Objectives: We examined the distribution of metallothionein (MT), a stress-inducible protein, and the cardiomyocyte diameter in human hearts after left-ventricular assist device (LVAD) support.
Background: Remodeling in end-stage heart failure is characterized by myocyte hypertrophy and alterations of several inducible proteins. LVADs used as a bridge to cardiac transplantation unload the left ventricle and may lead to a reversal of the remodeling, but little is known about the pathophysiology of this process.
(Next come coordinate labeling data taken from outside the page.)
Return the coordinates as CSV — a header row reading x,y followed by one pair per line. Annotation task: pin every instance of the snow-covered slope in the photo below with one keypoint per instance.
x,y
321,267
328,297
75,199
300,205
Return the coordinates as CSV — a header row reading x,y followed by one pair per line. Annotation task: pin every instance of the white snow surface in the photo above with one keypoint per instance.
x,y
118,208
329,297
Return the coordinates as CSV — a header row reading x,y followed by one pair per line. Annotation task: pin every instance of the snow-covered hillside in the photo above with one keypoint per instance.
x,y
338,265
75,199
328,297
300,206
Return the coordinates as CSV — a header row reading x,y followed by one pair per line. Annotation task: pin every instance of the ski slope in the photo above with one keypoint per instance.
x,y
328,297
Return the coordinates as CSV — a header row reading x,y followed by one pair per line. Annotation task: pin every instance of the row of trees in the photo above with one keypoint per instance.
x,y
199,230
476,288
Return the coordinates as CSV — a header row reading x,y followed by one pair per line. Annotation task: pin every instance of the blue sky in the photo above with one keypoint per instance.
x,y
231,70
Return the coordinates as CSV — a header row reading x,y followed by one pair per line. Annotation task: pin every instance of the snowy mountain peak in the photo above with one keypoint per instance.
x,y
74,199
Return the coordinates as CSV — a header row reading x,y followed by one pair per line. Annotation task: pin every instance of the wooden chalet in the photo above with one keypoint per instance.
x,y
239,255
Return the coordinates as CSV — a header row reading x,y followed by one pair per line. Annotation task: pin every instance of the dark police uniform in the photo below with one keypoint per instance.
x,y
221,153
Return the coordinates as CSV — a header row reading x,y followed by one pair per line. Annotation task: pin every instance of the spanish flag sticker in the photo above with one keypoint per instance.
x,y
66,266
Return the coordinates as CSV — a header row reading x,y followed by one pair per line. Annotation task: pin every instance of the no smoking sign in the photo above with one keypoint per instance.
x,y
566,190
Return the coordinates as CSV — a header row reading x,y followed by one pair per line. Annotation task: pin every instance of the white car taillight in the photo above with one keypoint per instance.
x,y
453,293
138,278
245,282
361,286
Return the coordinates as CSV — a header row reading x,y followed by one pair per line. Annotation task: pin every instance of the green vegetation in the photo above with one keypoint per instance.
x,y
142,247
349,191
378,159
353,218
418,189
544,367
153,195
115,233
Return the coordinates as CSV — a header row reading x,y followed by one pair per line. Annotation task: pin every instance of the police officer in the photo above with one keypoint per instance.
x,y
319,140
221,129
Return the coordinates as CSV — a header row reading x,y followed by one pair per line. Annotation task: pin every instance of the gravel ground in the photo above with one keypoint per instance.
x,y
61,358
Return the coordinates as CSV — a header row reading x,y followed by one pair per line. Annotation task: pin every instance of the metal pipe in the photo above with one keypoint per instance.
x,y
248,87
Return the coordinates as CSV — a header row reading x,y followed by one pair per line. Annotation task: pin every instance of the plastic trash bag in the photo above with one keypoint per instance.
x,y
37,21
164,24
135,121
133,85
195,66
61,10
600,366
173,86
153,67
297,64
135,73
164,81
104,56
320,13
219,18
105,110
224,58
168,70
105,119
Methods: The immunoreactivity for MT and the cardiomyocyte diameter was analyzed in left-ventricular tissue specimens of 17 patients with end-stage heart failure before and after LVAD support.
Results: MT positive cells were mainly located sub-endocardially in vacuolized cardiomyocytes and in small vessels throughout the myocardium. During LVAD support, MT-positive myocytes decreased in the sub-endocardial (p < 0.008) and sub-epicardial region (p < 0.003), MT-positive vessels decreased similarly (p < 0.003). Cardiomyocyte diameter decreased significantly only in the sub-endocardium (p < 0.03). Hearts of patients supported longer than 88 days (= median) showed substantially lower MT reactivity at the time of LVAD explantation as compared to patients supported less than 88 days.
Conclusion: Our results suggest that unloading of the left ventricle during prolonged LVAD support leads to regression of cellular hypertrophy and a decrease of MT expression. The preferential reduction of MT-positive vacuolized cardiomyocytes in the sub-endocardium is comparable with the concept of greatest reduction of wall stress in this area of the myocardium and may be due to the improvement of myocardial blood flow and the energy balance.